Private and Public Health Insurance
The two most common types of health insurance in the US are private and public insurance. Both have different provisions. Which type is best for you depends on your situation. The main difference between private and public health insurance is the former is provided by individual companies like a private insurance firm or an employer while the latter is run by local, state, or federal governments.

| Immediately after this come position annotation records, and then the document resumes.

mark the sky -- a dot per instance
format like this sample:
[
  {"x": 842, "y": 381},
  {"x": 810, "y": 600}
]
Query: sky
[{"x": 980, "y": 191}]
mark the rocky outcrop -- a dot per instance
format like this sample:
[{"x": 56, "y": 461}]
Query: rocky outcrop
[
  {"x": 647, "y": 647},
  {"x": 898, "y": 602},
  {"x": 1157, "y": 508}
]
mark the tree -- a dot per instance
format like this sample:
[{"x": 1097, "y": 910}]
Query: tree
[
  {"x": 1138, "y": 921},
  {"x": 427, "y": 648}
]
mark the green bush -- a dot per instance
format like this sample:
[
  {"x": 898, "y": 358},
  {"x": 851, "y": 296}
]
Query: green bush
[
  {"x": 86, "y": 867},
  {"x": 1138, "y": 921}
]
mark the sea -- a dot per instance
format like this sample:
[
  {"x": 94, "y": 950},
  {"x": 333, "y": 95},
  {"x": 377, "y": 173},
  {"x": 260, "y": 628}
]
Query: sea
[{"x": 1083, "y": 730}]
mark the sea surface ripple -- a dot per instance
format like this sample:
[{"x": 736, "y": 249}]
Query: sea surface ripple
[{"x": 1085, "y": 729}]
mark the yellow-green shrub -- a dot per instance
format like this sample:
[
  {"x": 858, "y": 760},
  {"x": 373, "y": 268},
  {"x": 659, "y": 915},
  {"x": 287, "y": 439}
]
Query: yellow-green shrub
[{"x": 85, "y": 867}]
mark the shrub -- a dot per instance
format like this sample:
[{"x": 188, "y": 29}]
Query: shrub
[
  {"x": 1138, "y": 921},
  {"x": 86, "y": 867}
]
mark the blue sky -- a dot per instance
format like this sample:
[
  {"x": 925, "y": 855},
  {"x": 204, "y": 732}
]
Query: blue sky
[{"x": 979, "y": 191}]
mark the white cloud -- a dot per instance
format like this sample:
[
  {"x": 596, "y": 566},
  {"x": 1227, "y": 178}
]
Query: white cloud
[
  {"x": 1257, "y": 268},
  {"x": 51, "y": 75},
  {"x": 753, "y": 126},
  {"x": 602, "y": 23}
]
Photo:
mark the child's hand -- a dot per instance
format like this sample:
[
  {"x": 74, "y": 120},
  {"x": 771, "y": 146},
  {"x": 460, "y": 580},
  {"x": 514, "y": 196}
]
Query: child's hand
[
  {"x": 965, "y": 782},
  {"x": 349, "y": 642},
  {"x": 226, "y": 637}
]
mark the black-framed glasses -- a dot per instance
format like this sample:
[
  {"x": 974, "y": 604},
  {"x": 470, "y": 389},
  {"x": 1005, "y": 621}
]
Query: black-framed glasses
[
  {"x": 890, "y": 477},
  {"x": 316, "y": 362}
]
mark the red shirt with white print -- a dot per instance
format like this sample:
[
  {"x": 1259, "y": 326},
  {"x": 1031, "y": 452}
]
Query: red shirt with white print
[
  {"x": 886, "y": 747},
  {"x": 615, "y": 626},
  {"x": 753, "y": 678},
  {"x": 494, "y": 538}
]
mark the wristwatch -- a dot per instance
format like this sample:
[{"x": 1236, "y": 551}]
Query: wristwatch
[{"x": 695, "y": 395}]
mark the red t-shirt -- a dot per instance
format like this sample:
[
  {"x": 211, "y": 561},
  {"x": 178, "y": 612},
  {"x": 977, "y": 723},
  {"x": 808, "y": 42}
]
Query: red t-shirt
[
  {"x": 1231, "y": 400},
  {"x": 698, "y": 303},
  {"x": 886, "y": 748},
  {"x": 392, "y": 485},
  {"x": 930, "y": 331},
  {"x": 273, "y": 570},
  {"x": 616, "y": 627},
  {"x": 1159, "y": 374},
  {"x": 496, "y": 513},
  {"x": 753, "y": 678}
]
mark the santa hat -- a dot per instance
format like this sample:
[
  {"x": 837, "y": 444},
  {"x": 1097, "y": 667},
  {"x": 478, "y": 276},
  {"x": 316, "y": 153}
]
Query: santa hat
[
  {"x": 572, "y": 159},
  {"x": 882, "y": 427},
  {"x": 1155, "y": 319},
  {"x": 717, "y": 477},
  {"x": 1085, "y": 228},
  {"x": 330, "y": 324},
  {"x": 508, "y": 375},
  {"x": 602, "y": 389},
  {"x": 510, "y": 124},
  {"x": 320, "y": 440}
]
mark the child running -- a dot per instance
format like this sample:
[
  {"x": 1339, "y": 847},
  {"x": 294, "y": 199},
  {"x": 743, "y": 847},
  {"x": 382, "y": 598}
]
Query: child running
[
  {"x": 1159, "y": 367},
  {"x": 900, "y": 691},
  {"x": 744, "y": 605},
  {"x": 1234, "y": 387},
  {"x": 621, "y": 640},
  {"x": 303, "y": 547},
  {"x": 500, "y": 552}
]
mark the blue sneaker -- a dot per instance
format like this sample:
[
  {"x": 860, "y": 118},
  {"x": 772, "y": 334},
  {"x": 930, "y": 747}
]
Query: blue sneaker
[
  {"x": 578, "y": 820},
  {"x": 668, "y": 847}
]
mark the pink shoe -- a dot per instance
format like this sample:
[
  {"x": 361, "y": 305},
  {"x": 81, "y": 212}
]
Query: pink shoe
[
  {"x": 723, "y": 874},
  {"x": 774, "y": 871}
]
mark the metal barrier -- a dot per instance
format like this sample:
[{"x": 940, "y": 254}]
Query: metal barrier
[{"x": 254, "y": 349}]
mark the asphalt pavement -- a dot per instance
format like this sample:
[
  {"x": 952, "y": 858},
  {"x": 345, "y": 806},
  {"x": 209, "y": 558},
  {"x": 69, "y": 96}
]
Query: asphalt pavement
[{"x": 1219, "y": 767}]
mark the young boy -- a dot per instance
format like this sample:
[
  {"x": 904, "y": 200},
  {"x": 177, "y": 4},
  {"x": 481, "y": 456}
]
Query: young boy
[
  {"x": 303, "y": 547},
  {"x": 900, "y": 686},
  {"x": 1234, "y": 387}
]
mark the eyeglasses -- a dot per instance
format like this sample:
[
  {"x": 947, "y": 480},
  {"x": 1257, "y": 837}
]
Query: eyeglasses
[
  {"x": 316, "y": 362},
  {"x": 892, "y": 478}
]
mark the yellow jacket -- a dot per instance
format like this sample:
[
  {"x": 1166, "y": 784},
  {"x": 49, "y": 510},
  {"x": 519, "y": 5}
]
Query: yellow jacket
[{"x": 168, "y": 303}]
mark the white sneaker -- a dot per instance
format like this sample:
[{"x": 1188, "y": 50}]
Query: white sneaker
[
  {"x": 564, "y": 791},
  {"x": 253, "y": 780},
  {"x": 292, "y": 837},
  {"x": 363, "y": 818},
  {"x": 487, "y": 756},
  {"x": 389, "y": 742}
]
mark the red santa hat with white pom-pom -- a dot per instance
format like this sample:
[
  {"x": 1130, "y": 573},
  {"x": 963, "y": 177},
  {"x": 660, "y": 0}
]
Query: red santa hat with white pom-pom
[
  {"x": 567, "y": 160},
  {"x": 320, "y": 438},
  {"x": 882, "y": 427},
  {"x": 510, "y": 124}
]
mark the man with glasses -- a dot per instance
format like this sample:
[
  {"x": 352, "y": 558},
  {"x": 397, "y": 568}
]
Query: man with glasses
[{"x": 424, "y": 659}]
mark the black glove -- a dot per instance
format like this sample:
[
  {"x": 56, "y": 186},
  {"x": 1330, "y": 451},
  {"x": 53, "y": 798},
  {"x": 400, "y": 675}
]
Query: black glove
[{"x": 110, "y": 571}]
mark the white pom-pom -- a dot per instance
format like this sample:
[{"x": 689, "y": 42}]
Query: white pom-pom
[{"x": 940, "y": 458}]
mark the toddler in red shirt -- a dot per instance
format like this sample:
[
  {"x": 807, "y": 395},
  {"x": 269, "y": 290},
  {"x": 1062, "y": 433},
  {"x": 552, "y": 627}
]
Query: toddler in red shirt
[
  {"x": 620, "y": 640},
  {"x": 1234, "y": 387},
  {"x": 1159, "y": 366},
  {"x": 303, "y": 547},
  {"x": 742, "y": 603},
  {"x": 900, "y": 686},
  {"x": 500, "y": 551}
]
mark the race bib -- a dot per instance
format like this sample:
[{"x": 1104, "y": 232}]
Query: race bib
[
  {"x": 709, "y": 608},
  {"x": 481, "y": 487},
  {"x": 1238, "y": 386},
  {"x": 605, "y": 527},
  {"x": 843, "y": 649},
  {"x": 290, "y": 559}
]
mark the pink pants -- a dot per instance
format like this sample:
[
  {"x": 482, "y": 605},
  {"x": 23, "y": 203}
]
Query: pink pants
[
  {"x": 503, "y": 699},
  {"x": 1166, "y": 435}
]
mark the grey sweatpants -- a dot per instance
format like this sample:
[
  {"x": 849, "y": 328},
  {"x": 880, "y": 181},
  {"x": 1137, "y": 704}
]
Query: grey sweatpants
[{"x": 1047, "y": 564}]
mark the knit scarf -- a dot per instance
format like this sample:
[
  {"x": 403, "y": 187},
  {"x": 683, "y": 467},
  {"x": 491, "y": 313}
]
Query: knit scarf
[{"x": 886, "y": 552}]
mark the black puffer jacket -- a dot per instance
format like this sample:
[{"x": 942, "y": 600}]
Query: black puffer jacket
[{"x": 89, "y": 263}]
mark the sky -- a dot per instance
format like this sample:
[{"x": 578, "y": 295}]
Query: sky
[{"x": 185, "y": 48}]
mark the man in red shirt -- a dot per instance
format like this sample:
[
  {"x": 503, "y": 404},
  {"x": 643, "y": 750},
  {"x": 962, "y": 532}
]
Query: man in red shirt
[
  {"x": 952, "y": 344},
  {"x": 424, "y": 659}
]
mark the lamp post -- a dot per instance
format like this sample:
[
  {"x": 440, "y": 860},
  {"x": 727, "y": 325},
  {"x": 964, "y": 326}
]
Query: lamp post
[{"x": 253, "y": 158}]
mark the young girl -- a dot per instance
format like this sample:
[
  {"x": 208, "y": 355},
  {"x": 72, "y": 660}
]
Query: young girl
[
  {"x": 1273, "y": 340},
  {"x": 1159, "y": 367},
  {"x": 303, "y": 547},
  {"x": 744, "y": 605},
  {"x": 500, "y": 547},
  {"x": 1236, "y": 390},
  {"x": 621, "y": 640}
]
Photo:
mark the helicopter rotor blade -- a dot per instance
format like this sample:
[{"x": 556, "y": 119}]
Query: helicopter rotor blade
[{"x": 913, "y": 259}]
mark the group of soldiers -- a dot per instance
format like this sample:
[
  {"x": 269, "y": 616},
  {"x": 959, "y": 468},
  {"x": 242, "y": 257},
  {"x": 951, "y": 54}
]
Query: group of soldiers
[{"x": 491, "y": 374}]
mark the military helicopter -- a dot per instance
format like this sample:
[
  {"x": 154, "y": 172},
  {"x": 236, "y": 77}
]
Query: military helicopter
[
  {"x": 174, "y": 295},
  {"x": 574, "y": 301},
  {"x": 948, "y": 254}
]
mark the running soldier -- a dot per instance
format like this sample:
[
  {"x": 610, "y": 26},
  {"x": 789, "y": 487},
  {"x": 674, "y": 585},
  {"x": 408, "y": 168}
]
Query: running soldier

There are two types of private health insurance plans. The first is an employer-sponsored health insurance plan, which is provided by employers to their employees. Under the Affordable Care Act, more commonly known as Obamacare, employers who have fifty or more full-time employees must provide insurance coverage. The second type of private health insurance is an individual plan, which you purchase yourself, independently of an employer or organization. However, for those seeking broader coverage beyond traditional private plans, consider a Medicaid supplemental benefit plan, which can offer tailored solutions to enhance healthcare coverage and address specific needs.
As for public healthcare insurance plans, they are typically available via the Medicare and Medicaid programs. However, if you do not qualify for either, you could still be eligible for specific group insurance policies in some states.
What Health Insurance Plans Cover
While the precise benefits that are covered in a policy will depend on whether you have public or private health insurance and which insurance provider you go with, many benefits of health insurance plans have now become standardized, thanks to the Affordable Care Act. For instance, some health insurance plans used to cover the cost of medication while others did not. Now, every health insurance plan in the US is legally required to provide essential benefits. They include:
- Maternity and newborn
- Emergency services.
- Mental health services.
- Outpatient care.
- Prescription medication.
- Substance abuse treatment.
- Rehabilitation services.
- Laboratory tests.
- Preventive services.
The Cost of Health Insurance
The exact amount you pay for your health insurance depends on the type of policy you take out, which state you live in, which benefits are included in the policy, and other factors. When you take out an insurance plan, the first cost you pay is the premium. That is your main upfront expense, but there are usually additional costs to pay when you access care. Things like deductibles, coinsurance, and copays all in some way represent your share of out-of-pocket costs when you receive healthcare. Generally, the higher the amount you pay in your premium, the less you will have to pay when you need to access care.